In Tuesday’s phone interview Falwell accused Martin of seeking publicity in order to drum up support for a protest.
“He wanted to showboat; he wanted to get some attention. If we allowed him to come on campus and protest uninvited, then the next group that comes in might be a violent group, and we’ve seen recently what that can lead to,” Falwell said, referencing violent protests in Charlottesville in August.
He added he believes uninvited protests can lead to a disruption of the educational environment.
“It’s a private school, it’s private property, go somewhere else to protest,” Falwell said.

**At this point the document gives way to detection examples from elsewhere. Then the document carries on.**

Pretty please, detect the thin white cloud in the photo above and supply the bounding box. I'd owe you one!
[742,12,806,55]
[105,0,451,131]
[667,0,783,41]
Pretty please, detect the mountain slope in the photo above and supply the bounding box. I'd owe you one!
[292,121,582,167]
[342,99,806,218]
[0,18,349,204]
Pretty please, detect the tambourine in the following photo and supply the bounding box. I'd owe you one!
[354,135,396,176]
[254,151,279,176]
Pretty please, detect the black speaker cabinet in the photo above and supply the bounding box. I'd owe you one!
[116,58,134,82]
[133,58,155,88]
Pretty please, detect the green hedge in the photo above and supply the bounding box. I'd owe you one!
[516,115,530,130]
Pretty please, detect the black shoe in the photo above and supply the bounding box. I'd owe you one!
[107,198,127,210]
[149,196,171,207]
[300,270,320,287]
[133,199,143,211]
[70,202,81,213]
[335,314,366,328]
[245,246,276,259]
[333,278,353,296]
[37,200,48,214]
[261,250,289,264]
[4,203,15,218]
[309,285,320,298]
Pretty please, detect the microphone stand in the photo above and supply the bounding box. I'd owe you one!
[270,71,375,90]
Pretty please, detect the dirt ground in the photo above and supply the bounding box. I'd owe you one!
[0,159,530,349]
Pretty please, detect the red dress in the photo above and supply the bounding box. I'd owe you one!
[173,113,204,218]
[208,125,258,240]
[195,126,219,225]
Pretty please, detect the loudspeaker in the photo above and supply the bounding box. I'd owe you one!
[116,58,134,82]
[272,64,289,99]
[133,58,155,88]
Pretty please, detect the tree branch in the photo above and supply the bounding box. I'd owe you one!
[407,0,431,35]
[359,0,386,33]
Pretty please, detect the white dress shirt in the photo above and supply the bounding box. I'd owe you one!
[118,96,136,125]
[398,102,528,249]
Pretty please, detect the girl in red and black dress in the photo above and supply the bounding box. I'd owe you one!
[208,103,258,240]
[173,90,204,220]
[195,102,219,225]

Falwell, who has been critical of free speech restrictions at other campuses across the nation, said this issue was different because controversial speakers at other schools were being disinvited, whereas Martin never was invited to speak at Liberty or lead a protest on the LU campus.
Falwell also accused Martin of intolerance because of Martin’s criticism of evangelicals who support Trump.
The morning after his alleged ban from LU, about 15 students gathered outside the library to pray, as originally planned, according to Kenny Delevante, a recent Liberty graduate.
According to Alexander Forbes, a Liberty student who attended the 7 a.m. prayer session, the group was monitored by several LU police officers, including LUPD Chief Richard Hinkley. According to Falwell, this was to ensure no outside individuals came on campus to protest.
Delevante said after the prayer, he and a group of close to 15 students met with Martin off campus for roughly 90 minutes, where they discussed “what Christianity should represent, power dynamics in administration, stigmas that exist in the student body and how things can turn around.”
On Twitter, JOHNNYSWIM referred to Martin’s removal from their dressing room as “a ridiculous act” by LUPD. On Instagram, band member Abner Ramirez posted a video describing how LUPD officers entered the band’s dressing room after the show and removed Martin from campus. He noted JOHNNYSWIM has always been treated well when performing at LU.
"[It's] just a very weird thing for a Christian school to do, especially one that shows such great hospitality," Ramirez said.